Handwriting Beautification : Due to the individual differences in handwriting, a 100% accurate handwriting recognition software has not yet been developed. Human reading ability is dependent on various factors including the knowledge of grammar, context, etc. Hence, it is difficult to build artificial methods to recognize documents as accurately as humans. Also, even a handwriting recognition software with dictionary and context-understanding capabilities cannot guarantee accuracy in recognizing proper nouns. Due to these limitation, we present a scheme for handwriting beautification which modifies the document so that it becomes more presentable while remaining in the individual's handwriting. The output of this scheme can be used by humans to read deformed documents.

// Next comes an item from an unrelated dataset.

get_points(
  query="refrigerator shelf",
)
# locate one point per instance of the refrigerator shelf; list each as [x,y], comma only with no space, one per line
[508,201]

The most common reasons for illegibility of English handwritten text are :

Baseline skew
Irregular slant
Irregular sizes of characters
Unintentional spaces between two parts of characters like d which could be mistaken for a c followed by l as in the figure :

Combination of two consecutive characters like or such that they are not recognizable separately as in the figure :

It is possible to process a handwritten document so as to correct the above mentioned irregularities in it. The main aim of beautification is to provide additional assistance to humans apart from the obvious advantages that they already have over computer methods. This will help them in figuring out the text of the document.

The primary aim of this project is to recognize and beautify address blocks. The Joint Entrance Examination office of IIT, Kanpur receives numerous applications every year and they have to send the required documents to all the applicants. For this purpose, the applicants are required to write their addresses in the address blocks provided. A major problem which the JEE office is facing now-a-days is that many posted documents do not reach the applicant due to bad handwriting in the address block. In this project we aim to recognize and beautify the address blocks to relieve this problem. Since handling capital letters is much easier than handling small letters, we limited our domain to capital letters. It is reasonable to make it mandatory for the applicants to fill in the address block with capital letters. Some examples are provided in the following section.

2. Sample Input and Expected Output

Input :
An address block like :

Output:
The text of the address block:
ANIL KUMAR SHUKLA S/O
SHRIRAMBABUSH
Ismail pur (Ameen Gunj)
SoRAM, ALLAHABAD

3. Relation to past work

[Vaidya et al :1999] use a feature-based approach for numeral recognition. They have used a statistical method by assigning weights to each feature and assessing the numerals using these weights. We also use the feature-based approach to recognize the handwritten words. Our approach is different from theirs as words may be written in cursive writing whereas numerals aren't. It is not always possible to break words into characters. Hence we have to use a continuous process of matching the set of features to a database while accounting for the permutations as new features come into view and old ones are discarded. Also, the set of features in the case of alphabets is larger than that in the case of numerals.

[Nicchiotti/Scagliola:1999] have shown some good examples of normalization by removing unwanted variations in cursive handwriting using estimation and compensation of reference lines and slant angle. In the preprocessing of documents for the purpose of recognition and beautification, normalization is an important step to facilitate feature extraction.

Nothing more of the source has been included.